How has it helped my organization?
I used Kafka with a client to decouple applications with different availability profiles. Before using a messaging-based architecture with Kafka as the messaging system, the client used a coordinator application to fire off various posts to as many as eight other applications. With an application that's impacting at least a customer a second in airports, where the customers demand that the system always works, there were issues with ensuring high availability.
A typical way to calculate system availability is: Availability = Uptime/(Uptime + Downtime). Hence, where there are two applications involved with a 99% availability, the total system availability degrades quickly: 99% * 99% = 98.01%.
With eight applications, total availability caused issues. However, only two systems needed to provide real-time responses, while other systems were for payment processing, CRM, promotions, etc.
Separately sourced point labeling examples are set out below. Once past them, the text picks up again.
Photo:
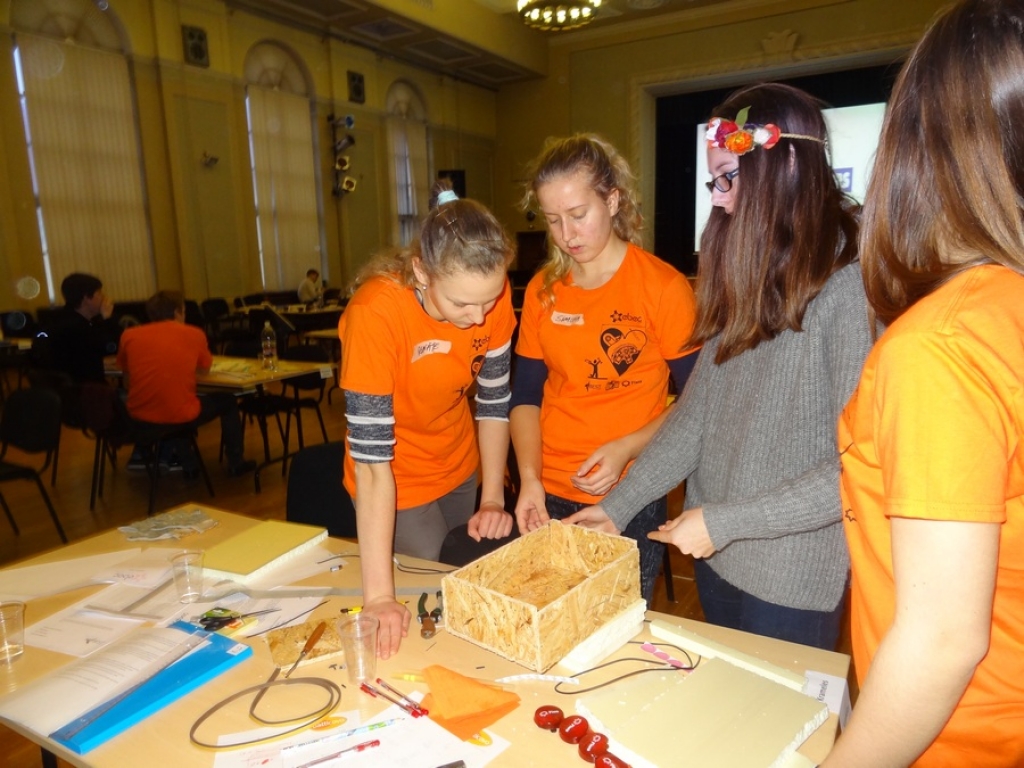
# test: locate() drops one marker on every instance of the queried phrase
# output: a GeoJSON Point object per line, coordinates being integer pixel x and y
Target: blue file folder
{"type": "Point", "coordinates": [218, 654]}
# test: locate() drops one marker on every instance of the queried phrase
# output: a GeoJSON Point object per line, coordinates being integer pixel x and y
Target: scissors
{"type": "Point", "coordinates": [217, 619]}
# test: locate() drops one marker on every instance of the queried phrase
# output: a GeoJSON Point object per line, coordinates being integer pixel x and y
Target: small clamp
{"type": "Point", "coordinates": [429, 622]}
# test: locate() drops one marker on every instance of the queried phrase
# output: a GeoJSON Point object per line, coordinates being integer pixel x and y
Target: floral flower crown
{"type": "Point", "coordinates": [739, 137]}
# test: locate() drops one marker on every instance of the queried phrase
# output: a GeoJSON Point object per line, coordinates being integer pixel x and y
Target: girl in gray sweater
{"type": "Point", "coordinates": [783, 322]}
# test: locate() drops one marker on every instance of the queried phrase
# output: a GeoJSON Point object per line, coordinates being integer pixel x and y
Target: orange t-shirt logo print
{"type": "Point", "coordinates": [623, 349]}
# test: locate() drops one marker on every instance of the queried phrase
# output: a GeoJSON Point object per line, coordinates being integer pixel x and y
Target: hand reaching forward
{"type": "Point", "coordinates": [593, 518]}
{"type": "Point", "coordinates": [530, 510]}
{"type": "Point", "coordinates": [491, 521]}
{"type": "Point", "coordinates": [602, 469]}
{"type": "Point", "coordinates": [393, 617]}
{"type": "Point", "coordinates": [688, 532]}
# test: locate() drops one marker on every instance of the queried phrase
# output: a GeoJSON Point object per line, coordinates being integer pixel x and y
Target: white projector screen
{"type": "Point", "coordinates": [853, 134]}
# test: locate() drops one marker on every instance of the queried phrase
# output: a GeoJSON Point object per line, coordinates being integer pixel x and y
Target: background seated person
{"type": "Point", "coordinates": [81, 334]}
{"type": "Point", "coordinates": [160, 360]}
{"type": "Point", "coordinates": [310, 289]}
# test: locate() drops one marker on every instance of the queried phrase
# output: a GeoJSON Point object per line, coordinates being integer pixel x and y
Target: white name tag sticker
{"type": "Point", "coordinates": [434, 346]}
{"type": "Point", "coordinates": [832, 691]}
{"type": "Point", "coordinates": [564, 318]}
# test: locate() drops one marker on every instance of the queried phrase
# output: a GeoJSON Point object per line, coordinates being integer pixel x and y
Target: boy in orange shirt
{"type": "Point", "coordinates": [160, 360]}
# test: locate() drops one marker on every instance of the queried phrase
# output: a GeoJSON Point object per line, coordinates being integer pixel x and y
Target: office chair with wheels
{"type": "Point", "coordinates": [30, 422]}
{"type": "Point", "coordinates": [315, 493]}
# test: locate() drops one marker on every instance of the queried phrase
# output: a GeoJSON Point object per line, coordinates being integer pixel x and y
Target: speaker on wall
{"type": "Point", "coordinates": [356, 88]}
{"type": "Point", "coordinates": [458, 179]}
{"type": "Point", "coordinates": [194, 44]}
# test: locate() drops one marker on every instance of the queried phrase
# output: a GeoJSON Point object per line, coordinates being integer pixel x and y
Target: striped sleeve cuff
{"type": "Point", "coordinates": [371, 427]}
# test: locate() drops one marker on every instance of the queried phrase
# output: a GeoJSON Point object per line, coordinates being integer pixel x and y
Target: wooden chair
{"type": "Point", "coordinates": [30, 422]}
{"type": "Point", "coordinates": [316, 495]}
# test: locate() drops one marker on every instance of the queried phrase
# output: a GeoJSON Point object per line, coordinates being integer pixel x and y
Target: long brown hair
{"type": "Point", "coordinates": [791, 229]}
{"type": "Point", "coordinates": [458, 236]}
{"type": "Point", "coordinates": [606, 171]}
{"type": "Point", "coordinates": [948, 182]}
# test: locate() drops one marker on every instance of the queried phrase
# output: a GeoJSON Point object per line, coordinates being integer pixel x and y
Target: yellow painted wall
{"type": "Point", "coordinates": [606, 81]}
{"type": "Point", "coordinates": [203, 218]}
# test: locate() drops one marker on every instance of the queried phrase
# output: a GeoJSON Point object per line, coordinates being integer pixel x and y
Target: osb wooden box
{"type": "Point", "coordinates": [538, 597]}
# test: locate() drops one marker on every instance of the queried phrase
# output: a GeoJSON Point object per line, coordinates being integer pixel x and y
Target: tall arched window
{"type": "Point", "coordinates": [81, 130]}
{"type": "Point", "coordinates": [283, 151]}
{"type": "Point", "coordinates": [407, 123]}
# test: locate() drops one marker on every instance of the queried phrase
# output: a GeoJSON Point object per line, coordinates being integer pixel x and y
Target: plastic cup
{"type": "Point", "coordinates": [187, 570]}
{"type": "Point", "coordinates": [358, 640]}
{"type": "Point", "coordinates": [11, 631]}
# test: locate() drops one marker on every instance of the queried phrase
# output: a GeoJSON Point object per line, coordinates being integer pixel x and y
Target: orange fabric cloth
{"type": "Point", "coordinates": [463, 706]}
{"type": "Point", "coordinates": [160, 360]}
{"type": "Point", "coordinates": [936, 431]}
{"type": "Point", "coordinates": [390, 346]}
{"type": "Point", "coordinates": [605, 350]}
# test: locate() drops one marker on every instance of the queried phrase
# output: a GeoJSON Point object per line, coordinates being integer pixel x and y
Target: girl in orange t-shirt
{"type": "Point", "coordinates": [933, 438]}
{"type": "Point", "coordinates": [425, 326]}
{"type": "Point", "coordinates": [603, 325]}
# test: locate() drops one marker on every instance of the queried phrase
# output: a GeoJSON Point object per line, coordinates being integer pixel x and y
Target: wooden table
{"type": "Point", "coordinates": [330, 337]}
{"type": "Point", "coordinates": [246, 376]}
{"type": "Point", "coordinates": [163, 738]}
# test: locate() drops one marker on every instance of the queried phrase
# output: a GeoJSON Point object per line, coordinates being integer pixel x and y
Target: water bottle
{"type": "Point", "coordinates": [268, 340]}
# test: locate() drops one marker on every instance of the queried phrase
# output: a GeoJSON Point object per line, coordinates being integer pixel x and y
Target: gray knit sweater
{"type": "Point", "coordinates": [755, 438]}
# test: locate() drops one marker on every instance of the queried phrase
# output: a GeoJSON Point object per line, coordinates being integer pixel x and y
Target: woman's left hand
{"type": "Point", "coordinates": [602, 468]}
{"type": "Point", "coordinates": [594, 518]}
{"type": "Point", "coordinates": [491, 521]}
{"type": "Point", "coordinates": [688, 532]}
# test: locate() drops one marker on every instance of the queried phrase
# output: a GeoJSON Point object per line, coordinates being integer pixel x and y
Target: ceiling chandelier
{"type": "Point", "coordinates": [556, 15]}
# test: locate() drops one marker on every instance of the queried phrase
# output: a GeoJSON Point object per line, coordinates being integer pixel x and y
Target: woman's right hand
{"type": "Point", "coordinates": [394, 619]}
{"type": "Point", "coordinates": [530, 510]}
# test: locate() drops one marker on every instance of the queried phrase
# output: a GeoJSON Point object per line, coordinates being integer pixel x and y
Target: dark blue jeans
{"type": "Point", "coordinates": [648, 518]}
{"type": "Point", "coordinates": [728, 606]}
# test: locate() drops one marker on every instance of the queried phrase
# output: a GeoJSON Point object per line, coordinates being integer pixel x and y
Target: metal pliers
{"type": "Point", "coordinates": [429, 622]}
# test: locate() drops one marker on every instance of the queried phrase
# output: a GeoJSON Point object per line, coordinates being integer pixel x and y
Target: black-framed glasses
{"type": "Point", "coordinates": [724, 182]}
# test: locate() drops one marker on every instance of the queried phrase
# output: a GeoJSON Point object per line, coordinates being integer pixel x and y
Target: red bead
{"type": "Point", "coordinates": [548, 717]}
{"type": "Point", "coordinates": [593, 745]}
{"type": "Point", "coordinates": [573, 728]}
{"type": "Point", "coordinates": [607, 760]}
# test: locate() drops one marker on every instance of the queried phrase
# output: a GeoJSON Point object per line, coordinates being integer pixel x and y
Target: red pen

It was OK if those systems were not up to date in real time.
Kafka allowed the client to have temporal decoupling for writes, i.e., the flaky third-party CRM system did not need to be available at the moment for us to respond to a user with a successful response. The availability concerns shifted to Kafka, which is a better trade off because it's built for this.
Another benefit, though not required, was the addition of logical decoupling between applications. Additional consumers could be built to overlay concerns of analytics, but the systems responsible for creating the entities on a given topic did not need to be aware of the analytics applications. This simplifies the interaction between applications and concerns of an organization.
Another benefit of this architecture is that testing is simplified. A given application needs to be tested to obey a contract of reading a message and producing another message. A Kafka topic acts as the boundary for an integration test.
What is most valuable?
Kafka, as compared with other messaging system options, is great for large scale message processing applications. It offers high throughput with built-in fault-tolerance and replication.
Messaging systems in general allow for logical and temporal decoupling between applications. Given Kafka's high availability, it's a great option to use if applications require availability, but not real-time processing.
If a downstream system is offline, messages can queue up and process when possible, but the user may not necessarily need to be aware of any issues.
A messaging-based architecture becomes important as a set of micro-services need to scale with high availability. Kafka is a great choice for messaging with such architecture.
What needs improvement?
Kafka requires non-trivial expertise with DevOps to deploy in production at scale. The organization needs to understand ZooKeeper and Kafka and should consider using additional tools, such as MirrorMaker, so that the organization can survive an availability zone or a region going down.
Shifting availability concerns to Kafka means that it cannot go down. It's important to understand the partitioning model and replication needs before relying on it for critical business functions. I'd suggest using it with a feature toggle for a non-critical path in production and learning from failure before relying on it.
While Kafka is built to scale, that does not mean that applications can start as many consumers or producers without consideration for how Kafka brokers will perform. Considerations about scaling out brokers need to occur before publishing millions of messages.
What do I think about the stability of the solution?
Generally, there were no stability issues. However, there was one scare in production when a consumer rebalance took 30 minutes and messages were not being processed during that time.
What do I think about the scalability of the solution?
We have not yet had scalability issues!
How are customer service and technical support?
There are specialized consulting companies in this space and there are online resources to read. That may help companies get past hurdles.
Which solution did I use previously and why did I switch?
No, we did you use a previous messaging system.
How was the initial setup?
The setup was complex. One must consider setting up ZooKeeper, Kafka, multi-zone/region availability, as well as typical associated functions for running it all in production. This includes monitoring, message schema changes (consider Avro), encrypting messages if it's a concern, potentially authorization for different topics depending up on the sensitivity of data.
If an organization uses Kafka as the first messaging system, then the approach for application design must also shift significantly.
What's my experience with pricing, setup cost, and licensing?
It is open source software.
Which other solutions did I evaluate?
The client evaluated alternatives before I arrived, but I was not there during the evaluation so I cannot comment.
What other advice do I have?
Consider using a managed Kafka service, such as from Heroku.
If messaging is not a central component of the business and vendor lock-in is less of a concern, consider using something like Amazon's Kinesis. This can more rapidly provide the benefits of a messaging service without the pain of understanding it deeply, setting it up, and managing it.
It's important to use a lean approach to understand how it will break in production.
Implement a non-critical transaction with it.
Perhaps use a feature toggle within a facade and implement the behavior with the old approach and with Kafka to reduce risk.
Add it to one or two applications and monitor how it goes.
Figure out security, monitoring, scaling, schema migration, etc., before using it as a critical component in an application.